All clinical interviews implicitly address the first two primary goals (i.e., relationship development and assessment or evaluation). Some clinical interviews also include, to some extent, case formulation or psychological intervention. A single clinical interview can simultaneously address all of the aforementioned goals. For example, in a crisis situation, a mental health professional might conduct a clinical interview designed to quickly establish rapport or an alliance, gather assessment data, formulate and discuss an initial treatment plan, and implement an intervention or make a referral.

What Happens During a Clinical Interview?

The range of interactions that can happen during a clinical interview is staggering. This could partly explain why we (foolishly) wrote a textbook on this topic that’s 598 pages long and includes an instructional DVD.

My son-in-law says one good way to get a flavor for any book is to put together the first and last words. In this case, our Clinical Interviewing text reads (not including the front or back matter), “This . . . culture.” To give you a further taste of “This . . . Clinical Interviewing . . . culture,” here’s a modified excerpt from the text:

Imagine sitting face-to-face with your first client.

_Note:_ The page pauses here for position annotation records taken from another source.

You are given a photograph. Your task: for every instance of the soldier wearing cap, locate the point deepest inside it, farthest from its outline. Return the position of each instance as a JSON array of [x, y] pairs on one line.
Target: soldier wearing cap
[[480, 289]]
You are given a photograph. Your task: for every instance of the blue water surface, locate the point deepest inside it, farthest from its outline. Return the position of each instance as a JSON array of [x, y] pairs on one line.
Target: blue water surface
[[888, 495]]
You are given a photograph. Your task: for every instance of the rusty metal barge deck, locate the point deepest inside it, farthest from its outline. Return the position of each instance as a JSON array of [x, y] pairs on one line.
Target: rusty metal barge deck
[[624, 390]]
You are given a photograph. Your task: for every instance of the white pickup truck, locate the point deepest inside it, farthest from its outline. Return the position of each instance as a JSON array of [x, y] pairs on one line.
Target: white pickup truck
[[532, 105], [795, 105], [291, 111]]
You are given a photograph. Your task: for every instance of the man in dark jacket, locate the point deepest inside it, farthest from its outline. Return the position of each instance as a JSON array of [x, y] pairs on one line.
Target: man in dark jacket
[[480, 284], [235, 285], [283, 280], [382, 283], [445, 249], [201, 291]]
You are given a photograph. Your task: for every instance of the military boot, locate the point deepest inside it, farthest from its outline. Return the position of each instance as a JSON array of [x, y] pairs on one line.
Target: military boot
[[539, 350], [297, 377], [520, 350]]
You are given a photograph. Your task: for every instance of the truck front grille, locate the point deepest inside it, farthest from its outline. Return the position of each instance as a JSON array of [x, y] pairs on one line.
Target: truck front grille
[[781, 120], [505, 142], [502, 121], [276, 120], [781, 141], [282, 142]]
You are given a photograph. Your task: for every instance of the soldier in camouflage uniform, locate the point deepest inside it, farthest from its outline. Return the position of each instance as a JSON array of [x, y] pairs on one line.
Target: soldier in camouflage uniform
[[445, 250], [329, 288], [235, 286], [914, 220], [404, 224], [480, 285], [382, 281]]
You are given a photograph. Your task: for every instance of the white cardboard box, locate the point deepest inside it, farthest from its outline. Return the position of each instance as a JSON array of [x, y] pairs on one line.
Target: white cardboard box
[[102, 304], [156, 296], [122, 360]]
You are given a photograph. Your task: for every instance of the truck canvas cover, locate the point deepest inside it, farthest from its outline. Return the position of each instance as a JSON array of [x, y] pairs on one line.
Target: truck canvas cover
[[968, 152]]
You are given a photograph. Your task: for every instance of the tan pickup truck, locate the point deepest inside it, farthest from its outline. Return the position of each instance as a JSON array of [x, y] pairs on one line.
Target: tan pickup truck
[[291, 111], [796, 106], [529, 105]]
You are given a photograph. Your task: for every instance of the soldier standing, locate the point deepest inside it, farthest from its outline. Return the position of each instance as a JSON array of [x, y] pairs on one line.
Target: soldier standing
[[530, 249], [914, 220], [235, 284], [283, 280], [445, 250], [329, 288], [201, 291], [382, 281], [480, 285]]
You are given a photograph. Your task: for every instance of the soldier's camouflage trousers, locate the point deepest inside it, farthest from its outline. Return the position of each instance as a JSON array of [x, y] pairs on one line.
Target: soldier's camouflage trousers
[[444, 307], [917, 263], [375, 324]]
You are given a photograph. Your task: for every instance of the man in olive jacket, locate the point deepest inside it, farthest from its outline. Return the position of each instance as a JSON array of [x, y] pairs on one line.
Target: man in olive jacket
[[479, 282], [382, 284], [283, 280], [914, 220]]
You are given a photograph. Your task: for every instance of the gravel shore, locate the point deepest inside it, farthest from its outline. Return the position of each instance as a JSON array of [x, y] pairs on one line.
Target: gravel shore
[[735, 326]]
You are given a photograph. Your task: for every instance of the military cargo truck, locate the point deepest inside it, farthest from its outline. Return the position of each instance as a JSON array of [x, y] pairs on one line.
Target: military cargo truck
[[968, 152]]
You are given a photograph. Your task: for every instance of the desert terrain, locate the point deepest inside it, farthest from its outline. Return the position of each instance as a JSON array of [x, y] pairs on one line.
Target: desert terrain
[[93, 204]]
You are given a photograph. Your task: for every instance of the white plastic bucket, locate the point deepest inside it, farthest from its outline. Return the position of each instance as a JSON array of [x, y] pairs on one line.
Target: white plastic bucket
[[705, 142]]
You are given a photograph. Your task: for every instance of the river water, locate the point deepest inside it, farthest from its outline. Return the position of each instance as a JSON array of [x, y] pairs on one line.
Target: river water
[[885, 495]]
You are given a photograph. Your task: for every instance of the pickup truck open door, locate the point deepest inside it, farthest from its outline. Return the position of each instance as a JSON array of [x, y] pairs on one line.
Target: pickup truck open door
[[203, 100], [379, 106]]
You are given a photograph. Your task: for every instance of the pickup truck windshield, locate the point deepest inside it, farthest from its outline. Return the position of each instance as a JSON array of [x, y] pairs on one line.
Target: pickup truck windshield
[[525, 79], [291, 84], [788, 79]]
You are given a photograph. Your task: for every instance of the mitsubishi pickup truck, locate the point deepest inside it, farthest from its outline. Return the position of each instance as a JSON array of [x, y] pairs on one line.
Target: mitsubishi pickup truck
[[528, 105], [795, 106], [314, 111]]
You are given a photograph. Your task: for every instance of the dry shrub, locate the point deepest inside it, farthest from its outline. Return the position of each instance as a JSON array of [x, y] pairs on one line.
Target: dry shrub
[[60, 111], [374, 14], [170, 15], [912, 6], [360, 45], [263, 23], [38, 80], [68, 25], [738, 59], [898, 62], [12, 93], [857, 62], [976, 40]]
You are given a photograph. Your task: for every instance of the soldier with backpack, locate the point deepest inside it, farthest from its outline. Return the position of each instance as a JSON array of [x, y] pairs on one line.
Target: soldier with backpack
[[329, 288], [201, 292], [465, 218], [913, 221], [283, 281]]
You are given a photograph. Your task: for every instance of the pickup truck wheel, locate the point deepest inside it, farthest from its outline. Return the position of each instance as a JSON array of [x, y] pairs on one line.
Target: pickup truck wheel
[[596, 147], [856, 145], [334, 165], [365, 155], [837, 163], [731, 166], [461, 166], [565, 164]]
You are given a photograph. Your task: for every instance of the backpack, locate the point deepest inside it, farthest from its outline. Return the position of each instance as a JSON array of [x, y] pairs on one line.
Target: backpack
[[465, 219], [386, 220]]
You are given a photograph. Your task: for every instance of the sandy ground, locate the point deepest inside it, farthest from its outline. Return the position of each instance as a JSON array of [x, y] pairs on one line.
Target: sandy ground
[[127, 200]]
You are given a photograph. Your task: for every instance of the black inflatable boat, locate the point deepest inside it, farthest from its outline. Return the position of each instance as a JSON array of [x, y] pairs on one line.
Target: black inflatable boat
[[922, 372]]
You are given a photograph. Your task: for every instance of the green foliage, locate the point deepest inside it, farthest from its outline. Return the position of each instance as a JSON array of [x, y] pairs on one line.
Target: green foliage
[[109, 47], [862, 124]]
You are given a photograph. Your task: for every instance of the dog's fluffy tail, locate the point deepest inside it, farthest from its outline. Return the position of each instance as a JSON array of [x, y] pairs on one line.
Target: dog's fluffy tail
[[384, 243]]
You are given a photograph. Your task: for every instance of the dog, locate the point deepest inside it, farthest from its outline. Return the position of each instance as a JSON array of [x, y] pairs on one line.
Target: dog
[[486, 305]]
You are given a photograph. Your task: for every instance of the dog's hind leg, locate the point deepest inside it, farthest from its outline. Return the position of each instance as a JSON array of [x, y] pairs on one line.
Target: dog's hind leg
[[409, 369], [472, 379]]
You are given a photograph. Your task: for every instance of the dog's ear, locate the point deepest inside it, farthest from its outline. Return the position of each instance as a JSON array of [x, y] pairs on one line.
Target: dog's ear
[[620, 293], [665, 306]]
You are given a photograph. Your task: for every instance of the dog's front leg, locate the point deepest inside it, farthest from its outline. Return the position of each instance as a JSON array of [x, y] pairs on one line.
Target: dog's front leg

You carefully chose your clothing. You intentionally arranged the seating, set up the video camera, and completed the introductory paperwork. You’re doing your best to communicate warmth and helpfulness through your body posture and facial expressions. Now, imagine that your client:

  • Refuses to talk.
  • Talks so much you can’t get a word in.
  • Asks to leave early.
  • Starts crying.
  • Tells you that you’ll never understand because of your racial or ethnic differences.
  • Suddenly gets angry (or scared) and storms out.

Any and all of these responses are possible in an initial clinical interview. If one of these scenarios plays out, how will you respond? What will you say? What will you do?

From the first client forward, every client you meet will be different. Your challenge or mission (if you choose to accept it) is to make human contact with each client, to establish rapport, to build a working alliance, to gather information, to instill hope, and, if appropriate, to provide clear and helpful professional interventions. To top it off, you must gracefully end the interview on time and sometimes you’ll need to do all this with clients who don’t trust you or don’t want to work with you. (pp. 3-4)

In my opening Great Teachers, Great Courses lecture I’ll be focusing on the definition of the clinical interview and then limit myself to describing and demonstrating about 18 different interviewing “behaviors” or responses that clinicians who conduct clinical interviewing have at their disposal. These behaviors are named and organized into three categories. And so to help myself stop writing this blog and get back to work, I’ll wait and write about them later.